Все! Вперед. Я был уверен, что не пробегу много. Здесь и будет мой конец. Но пули свистели мимо, а я за шиворот рванул первого попавшегося штрафника.
— Вперед! Не подниметесь — сдохнем все!
Двое вскочили. Кого-то поднимал Чеховских. Еще один влип, сжавшись в комок. Я пнул его в бок. Пискляво матерился Андрюха Усков, дергая за шиворот тыловика Хотинского. Правее поднимали взвод капитан Самро и Злотников. И кричал, перекрывая треск очередей, майор Малышкин:
— Вперед, мужики! Убью, кто лежать будет!
Я бежал, стреляя на ходу. Меня опередили несколько штрафников. В том числе Чеховских. Мы сумели пробежать еще очень много. Целых сто метров. За это время вокруг меня упали не меньше десятка человек Потом я с ходу плюхнулся на землю, угадав, вот они летят навстречу, мои пули. Очередь, фырча, пронеслась метрах в полутора. Рядом лежал мой писклявый вестовой Андрюха. Чуть дальше Чеховских, Лыков и еще человек двадцать штрафников. Среди них ворочался и матерился на чем свет стоит Самарай. Двухметрового вора было трудно с кем-то спутать.
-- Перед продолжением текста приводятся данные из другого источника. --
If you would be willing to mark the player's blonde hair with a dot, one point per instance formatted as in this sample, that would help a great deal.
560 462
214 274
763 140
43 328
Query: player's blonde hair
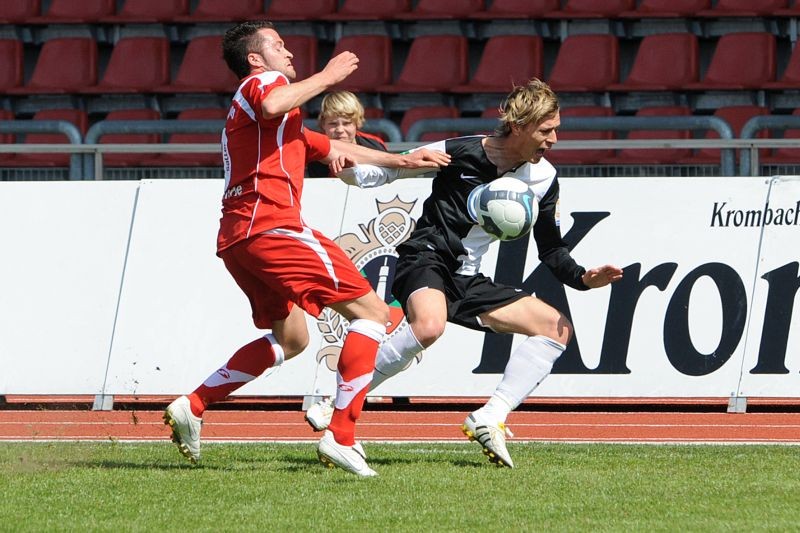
530 103
341 104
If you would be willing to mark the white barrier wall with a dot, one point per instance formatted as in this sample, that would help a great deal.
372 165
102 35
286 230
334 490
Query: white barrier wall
114 288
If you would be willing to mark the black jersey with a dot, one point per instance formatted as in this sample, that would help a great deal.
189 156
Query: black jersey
446 227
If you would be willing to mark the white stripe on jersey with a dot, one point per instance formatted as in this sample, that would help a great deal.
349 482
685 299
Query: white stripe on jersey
279 141
307 237
226 159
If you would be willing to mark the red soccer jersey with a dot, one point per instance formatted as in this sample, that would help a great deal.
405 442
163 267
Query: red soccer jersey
264 161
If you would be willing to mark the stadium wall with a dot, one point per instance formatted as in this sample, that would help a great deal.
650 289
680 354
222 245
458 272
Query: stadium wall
114 288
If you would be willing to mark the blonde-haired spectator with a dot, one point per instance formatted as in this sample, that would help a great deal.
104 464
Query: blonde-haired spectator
341 116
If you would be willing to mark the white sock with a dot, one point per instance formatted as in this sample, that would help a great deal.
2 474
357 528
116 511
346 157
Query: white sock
394 355
527 367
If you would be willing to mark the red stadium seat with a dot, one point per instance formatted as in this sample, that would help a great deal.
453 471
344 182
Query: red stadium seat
193 159
523 59
6 138
129 159
790 78
149 11
223 11
19 11
75 116
11 61
654 156
64 65
743 8
442 9
424 70
666 9
415 114
70 11
370 9
592 9
374 61
741 61
517 9
664 62
785 156
791 11
305 10
736 117
582 157
203 70
305 49
586 63
137 64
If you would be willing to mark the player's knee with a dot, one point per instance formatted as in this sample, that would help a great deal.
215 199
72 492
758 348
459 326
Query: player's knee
560 329
427 331
294 345
378 312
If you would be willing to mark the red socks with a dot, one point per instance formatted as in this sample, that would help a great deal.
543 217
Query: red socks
249 362
356 363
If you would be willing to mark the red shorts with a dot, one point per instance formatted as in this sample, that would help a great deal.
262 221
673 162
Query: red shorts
282 267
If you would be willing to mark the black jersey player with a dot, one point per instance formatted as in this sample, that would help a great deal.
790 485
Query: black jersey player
438 280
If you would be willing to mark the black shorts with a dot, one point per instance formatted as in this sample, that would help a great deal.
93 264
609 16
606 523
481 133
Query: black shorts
467 296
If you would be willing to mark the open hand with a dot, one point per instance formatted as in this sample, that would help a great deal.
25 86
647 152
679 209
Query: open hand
601 276
424 158
342 161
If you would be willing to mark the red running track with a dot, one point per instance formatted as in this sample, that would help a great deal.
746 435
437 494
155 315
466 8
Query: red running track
430 425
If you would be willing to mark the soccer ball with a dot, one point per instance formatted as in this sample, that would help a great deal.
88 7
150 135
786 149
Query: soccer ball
505 208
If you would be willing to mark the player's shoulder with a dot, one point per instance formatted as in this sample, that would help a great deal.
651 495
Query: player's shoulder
543 171
458 146
370 141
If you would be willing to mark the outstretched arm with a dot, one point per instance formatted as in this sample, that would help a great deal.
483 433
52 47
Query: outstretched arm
282 99
344 154
376 168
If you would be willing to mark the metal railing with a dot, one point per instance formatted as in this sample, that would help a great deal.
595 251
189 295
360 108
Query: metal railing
748 159
467 125
48 126
87 157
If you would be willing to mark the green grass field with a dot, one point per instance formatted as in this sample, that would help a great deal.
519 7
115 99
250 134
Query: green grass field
421 487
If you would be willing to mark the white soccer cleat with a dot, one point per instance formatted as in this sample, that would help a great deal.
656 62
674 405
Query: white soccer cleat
185 428
350 458
491 436
319 415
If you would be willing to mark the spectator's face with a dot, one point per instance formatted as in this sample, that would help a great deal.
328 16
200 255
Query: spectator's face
340 128
271 55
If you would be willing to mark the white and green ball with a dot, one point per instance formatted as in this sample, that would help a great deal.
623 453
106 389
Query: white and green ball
505 208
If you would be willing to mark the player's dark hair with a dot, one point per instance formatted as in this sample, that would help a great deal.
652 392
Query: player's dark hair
240 41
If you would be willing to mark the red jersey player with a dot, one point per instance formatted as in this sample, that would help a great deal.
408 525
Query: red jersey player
283 266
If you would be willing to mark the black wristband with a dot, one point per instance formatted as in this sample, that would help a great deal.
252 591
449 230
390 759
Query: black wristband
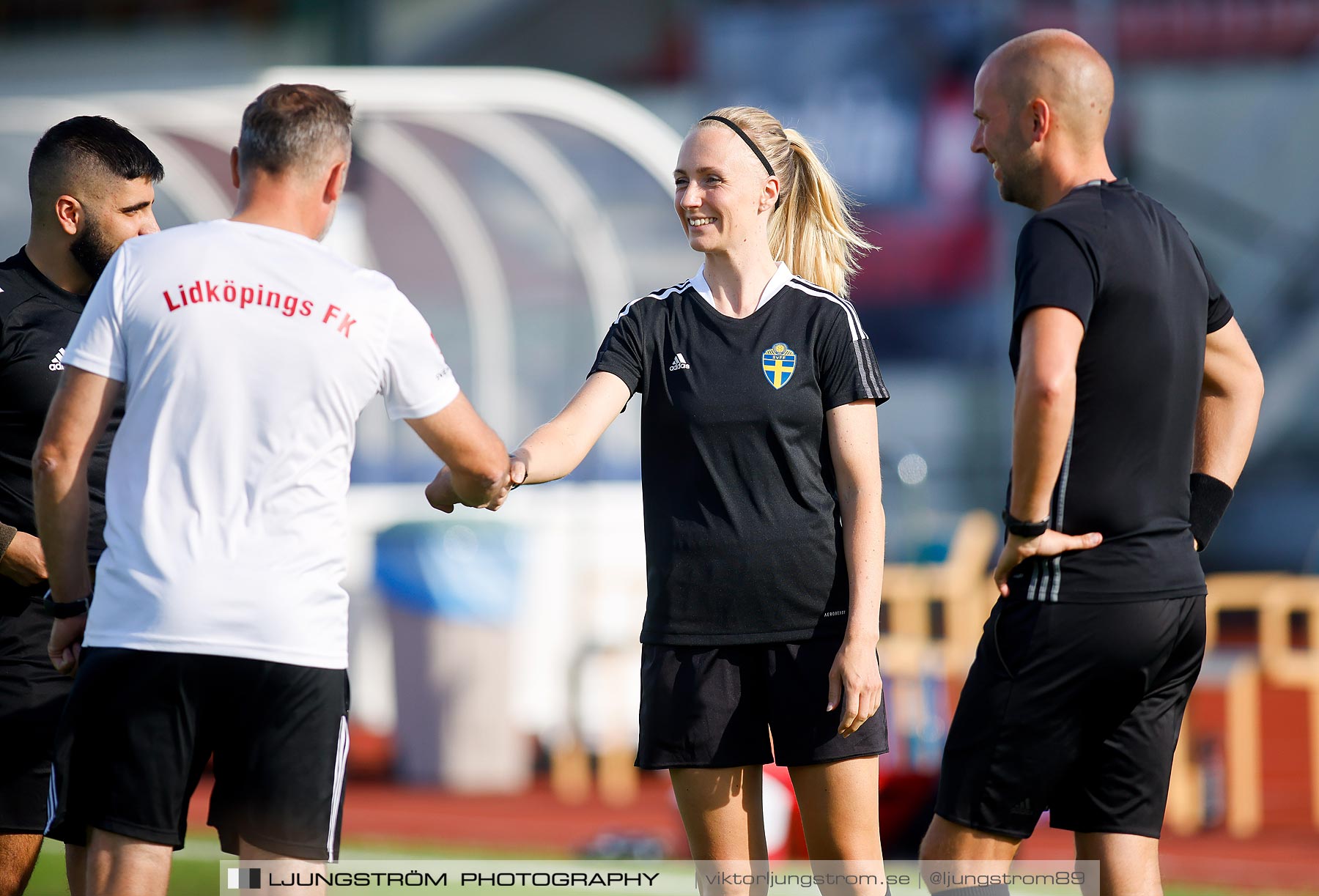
7 535
65 609
1210 499
1022 528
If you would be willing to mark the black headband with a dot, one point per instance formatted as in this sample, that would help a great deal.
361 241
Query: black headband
769 169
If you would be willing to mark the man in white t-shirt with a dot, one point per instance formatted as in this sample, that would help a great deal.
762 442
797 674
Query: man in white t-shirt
219 623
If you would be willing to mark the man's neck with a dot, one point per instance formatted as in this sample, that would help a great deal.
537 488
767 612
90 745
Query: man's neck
51 256
1065 179
280 209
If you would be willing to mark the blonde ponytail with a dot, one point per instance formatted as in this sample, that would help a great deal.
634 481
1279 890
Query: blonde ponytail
814 229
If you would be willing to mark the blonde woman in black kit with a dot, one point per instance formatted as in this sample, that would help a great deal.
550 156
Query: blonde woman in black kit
760 470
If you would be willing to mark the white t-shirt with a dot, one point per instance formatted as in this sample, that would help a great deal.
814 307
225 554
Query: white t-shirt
248 354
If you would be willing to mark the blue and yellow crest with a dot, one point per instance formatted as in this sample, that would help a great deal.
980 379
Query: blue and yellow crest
778 363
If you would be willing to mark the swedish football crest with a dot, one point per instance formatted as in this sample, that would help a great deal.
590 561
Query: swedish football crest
778 363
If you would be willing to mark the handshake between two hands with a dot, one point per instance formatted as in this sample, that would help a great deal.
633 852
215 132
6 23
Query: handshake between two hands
443 497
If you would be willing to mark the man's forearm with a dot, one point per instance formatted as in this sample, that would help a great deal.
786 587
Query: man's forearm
1042 421
61 499
1224 429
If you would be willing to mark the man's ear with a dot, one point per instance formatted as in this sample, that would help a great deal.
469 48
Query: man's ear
70 214
1041 119
336 181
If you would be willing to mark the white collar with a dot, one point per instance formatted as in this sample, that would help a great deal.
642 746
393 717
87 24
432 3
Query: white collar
781 276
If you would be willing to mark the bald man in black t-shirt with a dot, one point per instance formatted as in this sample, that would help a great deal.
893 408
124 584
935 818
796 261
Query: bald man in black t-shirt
92 186
1136 405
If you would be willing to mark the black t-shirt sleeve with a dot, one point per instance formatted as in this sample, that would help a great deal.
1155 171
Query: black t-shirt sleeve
1053 271
623 350
1220 311
846 362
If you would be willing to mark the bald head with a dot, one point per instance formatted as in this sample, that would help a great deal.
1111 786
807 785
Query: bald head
1065 72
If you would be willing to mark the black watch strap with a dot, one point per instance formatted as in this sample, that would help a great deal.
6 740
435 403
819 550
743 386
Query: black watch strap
1024 528
65 609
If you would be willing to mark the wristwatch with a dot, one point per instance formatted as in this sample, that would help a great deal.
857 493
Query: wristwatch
1022 528
64 609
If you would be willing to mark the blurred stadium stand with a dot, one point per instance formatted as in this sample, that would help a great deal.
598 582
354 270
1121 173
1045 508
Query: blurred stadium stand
519 232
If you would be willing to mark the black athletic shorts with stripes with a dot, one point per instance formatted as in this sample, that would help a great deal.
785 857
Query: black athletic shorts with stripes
32 697
141 725
718 706
1074 709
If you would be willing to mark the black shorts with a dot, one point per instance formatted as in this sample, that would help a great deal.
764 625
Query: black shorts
1073 708
717 706
32 697
140 726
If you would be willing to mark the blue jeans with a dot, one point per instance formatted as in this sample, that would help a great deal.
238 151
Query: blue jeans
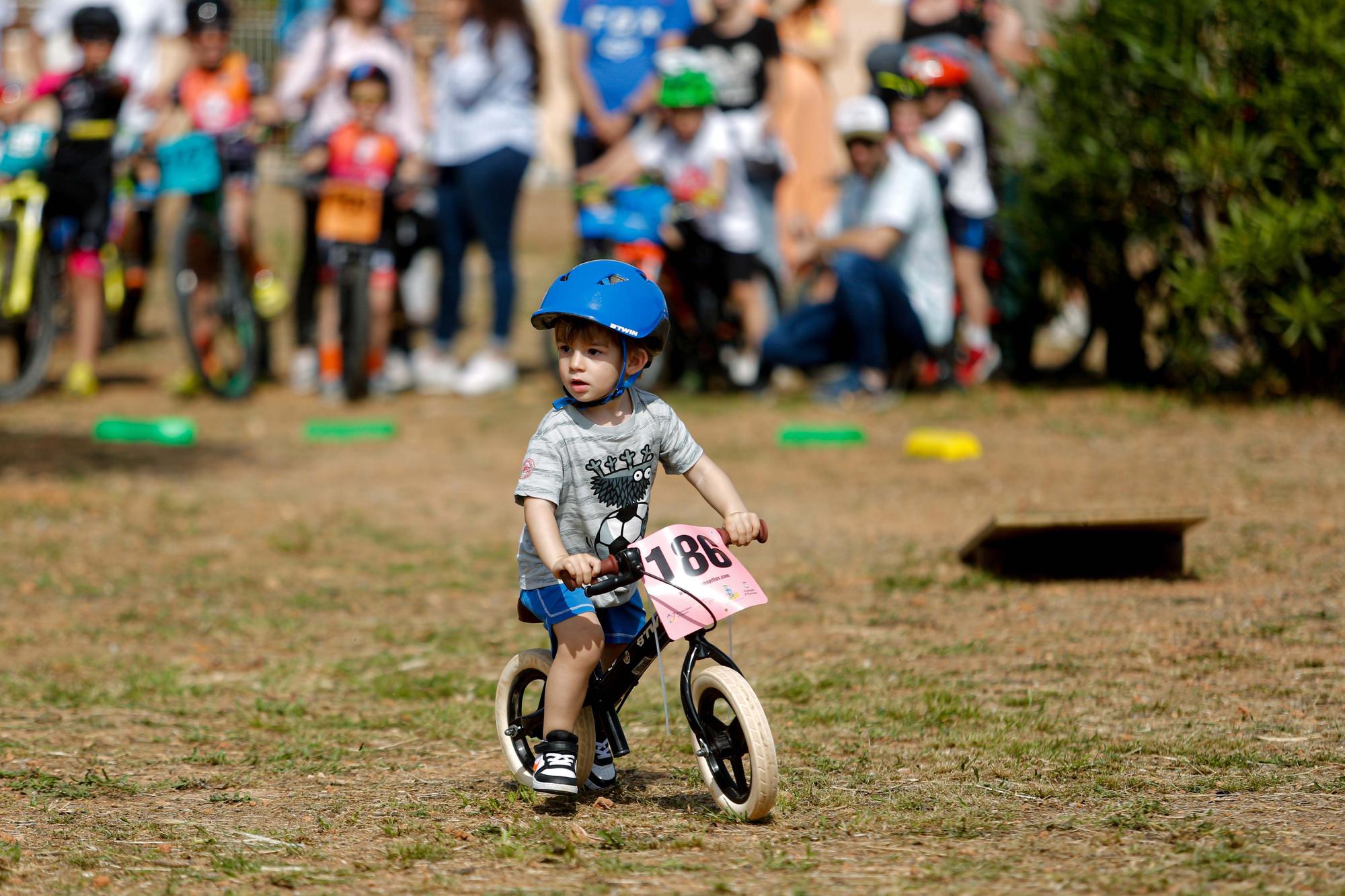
477 201
870 322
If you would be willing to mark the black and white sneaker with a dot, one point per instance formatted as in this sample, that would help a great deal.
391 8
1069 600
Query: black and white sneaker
603 775
553 770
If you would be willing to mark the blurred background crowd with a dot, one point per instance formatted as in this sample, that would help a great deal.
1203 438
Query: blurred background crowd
878 196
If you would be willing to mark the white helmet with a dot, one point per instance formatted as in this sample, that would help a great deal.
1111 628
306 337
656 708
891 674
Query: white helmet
863 116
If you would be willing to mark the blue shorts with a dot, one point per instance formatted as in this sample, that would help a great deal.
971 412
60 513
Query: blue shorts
969 233
558 603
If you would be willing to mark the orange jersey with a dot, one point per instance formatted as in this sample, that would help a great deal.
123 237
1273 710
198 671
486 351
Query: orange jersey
220 101
362 157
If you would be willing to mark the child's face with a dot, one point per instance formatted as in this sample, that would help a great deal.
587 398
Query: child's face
687 123
368 99
98 53
934 103
867 157
591 364
209 49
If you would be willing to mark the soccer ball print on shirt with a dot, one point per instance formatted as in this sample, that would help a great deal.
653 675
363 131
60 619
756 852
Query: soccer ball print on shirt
622 482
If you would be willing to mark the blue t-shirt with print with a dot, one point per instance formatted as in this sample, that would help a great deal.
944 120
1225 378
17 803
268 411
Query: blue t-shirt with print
623 37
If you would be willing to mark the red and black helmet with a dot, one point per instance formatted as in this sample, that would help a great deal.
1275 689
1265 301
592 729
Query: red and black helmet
935 69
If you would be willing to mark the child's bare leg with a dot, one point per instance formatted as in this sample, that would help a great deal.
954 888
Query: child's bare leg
329 333
87 295
237 217
751 302
968 266
383 292
579 646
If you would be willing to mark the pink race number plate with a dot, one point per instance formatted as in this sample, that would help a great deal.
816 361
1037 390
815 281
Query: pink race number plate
695 559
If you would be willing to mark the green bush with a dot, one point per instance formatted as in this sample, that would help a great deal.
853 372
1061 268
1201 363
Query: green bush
1191 174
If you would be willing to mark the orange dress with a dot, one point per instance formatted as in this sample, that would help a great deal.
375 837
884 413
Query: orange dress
805 124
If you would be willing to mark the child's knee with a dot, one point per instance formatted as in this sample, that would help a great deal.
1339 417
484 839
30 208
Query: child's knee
580 638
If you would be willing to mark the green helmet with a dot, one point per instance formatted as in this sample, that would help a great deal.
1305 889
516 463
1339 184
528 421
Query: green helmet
688 89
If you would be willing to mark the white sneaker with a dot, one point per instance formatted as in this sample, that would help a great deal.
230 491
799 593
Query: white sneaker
435 374
303 372
743 366
397 373
488 372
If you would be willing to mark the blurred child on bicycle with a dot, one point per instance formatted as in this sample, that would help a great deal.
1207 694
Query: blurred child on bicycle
592 460
80 177
969 198
361 155
223 95
693 150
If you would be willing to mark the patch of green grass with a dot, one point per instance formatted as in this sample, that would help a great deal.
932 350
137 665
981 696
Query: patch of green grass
235 864
294 538
10 857
197 758
1136 815
305 756
418 850
42 784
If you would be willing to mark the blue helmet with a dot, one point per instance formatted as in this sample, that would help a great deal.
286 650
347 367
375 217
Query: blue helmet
614 295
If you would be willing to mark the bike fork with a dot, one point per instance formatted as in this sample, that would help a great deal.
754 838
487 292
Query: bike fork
699 647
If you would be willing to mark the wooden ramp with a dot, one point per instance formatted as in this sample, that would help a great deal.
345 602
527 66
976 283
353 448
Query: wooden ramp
1091 544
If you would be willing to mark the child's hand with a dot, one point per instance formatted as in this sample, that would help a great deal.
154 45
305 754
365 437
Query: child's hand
744 526
578 569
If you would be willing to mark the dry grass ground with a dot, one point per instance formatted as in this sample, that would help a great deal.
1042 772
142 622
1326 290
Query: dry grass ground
263 663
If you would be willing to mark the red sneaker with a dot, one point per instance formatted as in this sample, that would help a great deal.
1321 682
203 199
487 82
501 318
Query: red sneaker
976 365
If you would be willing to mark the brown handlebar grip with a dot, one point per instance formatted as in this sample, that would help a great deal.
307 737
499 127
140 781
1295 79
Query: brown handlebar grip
607 568
762 537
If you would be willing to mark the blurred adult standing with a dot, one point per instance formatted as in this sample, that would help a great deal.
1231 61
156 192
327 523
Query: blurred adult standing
742 53
610 49
485 83
954 28
810 41
313 92
887 245
9 14
297 18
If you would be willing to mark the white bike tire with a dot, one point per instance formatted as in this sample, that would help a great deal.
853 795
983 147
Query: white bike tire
529 663
757 731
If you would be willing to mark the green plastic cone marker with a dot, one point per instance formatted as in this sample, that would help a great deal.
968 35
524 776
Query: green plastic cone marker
349 430
161 431
802 435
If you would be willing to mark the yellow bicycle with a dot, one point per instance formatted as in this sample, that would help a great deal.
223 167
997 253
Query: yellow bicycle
32 270
30 276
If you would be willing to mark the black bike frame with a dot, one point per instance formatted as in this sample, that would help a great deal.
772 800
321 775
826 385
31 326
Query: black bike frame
607 693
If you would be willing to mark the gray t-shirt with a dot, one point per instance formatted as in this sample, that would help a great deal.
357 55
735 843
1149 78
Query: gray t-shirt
599 478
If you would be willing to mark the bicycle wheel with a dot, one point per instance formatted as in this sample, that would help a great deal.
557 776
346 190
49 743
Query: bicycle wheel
26 339
354 329
518 716
739 763
220 323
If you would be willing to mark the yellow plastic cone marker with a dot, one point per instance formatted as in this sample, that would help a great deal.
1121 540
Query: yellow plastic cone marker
942 444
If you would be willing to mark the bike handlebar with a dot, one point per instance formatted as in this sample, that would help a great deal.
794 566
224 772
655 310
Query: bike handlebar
611 565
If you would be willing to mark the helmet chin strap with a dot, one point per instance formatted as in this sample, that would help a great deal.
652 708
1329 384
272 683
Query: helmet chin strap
618 391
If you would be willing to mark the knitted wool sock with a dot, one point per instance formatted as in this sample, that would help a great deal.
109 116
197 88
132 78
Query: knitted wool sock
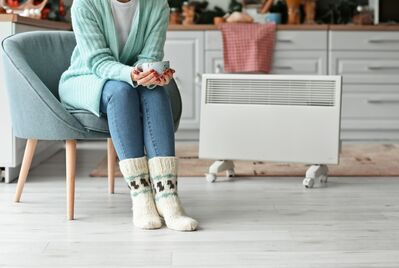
163 174
135 172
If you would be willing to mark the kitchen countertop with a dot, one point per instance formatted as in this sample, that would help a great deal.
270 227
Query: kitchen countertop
56 25
208 27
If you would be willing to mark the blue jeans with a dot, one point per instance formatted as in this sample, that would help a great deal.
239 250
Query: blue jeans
139 119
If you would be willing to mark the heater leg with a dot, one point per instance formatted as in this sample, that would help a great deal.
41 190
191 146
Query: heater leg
316 172
219 166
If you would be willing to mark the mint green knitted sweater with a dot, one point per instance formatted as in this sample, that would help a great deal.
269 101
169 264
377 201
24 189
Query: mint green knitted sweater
96 57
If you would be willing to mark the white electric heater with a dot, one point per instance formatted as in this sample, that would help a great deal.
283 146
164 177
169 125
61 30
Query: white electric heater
277 118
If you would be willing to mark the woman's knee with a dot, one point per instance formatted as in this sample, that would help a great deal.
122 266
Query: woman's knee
120 92
156 95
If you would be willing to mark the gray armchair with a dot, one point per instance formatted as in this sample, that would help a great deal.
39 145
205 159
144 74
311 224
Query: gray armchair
33 64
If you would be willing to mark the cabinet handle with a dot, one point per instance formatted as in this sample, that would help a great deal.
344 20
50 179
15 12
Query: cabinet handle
379 41
283 67
382 101
284 40
382 68
219 69
198 79
178 82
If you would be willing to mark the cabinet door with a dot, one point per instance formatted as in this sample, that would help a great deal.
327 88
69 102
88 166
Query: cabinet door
185 51
284 62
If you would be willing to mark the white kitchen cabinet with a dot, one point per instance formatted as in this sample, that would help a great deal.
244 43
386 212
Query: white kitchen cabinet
185 51
369 64
12 148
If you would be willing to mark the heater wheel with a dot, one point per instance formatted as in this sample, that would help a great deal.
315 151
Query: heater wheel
210 177
220 166
316 172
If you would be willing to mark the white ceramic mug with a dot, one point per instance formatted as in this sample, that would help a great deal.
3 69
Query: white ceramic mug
159 66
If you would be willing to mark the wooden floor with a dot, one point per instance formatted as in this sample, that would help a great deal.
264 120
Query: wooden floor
256 222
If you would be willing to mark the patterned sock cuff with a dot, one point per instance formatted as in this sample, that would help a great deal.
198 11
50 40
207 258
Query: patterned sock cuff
163 171
133 167
160 166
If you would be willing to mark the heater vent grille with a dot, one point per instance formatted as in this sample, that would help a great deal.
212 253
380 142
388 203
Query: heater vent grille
271 92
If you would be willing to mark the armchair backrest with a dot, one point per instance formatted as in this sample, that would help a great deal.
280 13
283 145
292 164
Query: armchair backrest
36 51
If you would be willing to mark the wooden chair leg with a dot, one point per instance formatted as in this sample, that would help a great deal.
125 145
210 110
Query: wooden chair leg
70 177
111 156
26 163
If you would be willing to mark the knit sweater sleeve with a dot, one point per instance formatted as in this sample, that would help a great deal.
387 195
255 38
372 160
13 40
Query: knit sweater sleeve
93 47
153 49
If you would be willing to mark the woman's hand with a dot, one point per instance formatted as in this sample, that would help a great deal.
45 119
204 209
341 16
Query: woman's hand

До немецких позиций оставалось метров девяносто. Мы лежали на склоне в промоине глубиной полтора метра. Она шла сверху вниз, но, наткнувшись на твердый известняк, поворачивала и, уходя наискось, сравнивалась с землей. Пробитая талой водой канава длиной шагов двадцать пять была нашим жизненным пространством. Батальонные минометы немцев молотили по нашим товарищам, двум упрямым пушкам и уцелевшим «максимам». Но долго терпеть у себя под носом двадцать с лишним русских солдат фрицы не станут. Что-то надо было решать. Последний бросок? Прямо на пулеметы?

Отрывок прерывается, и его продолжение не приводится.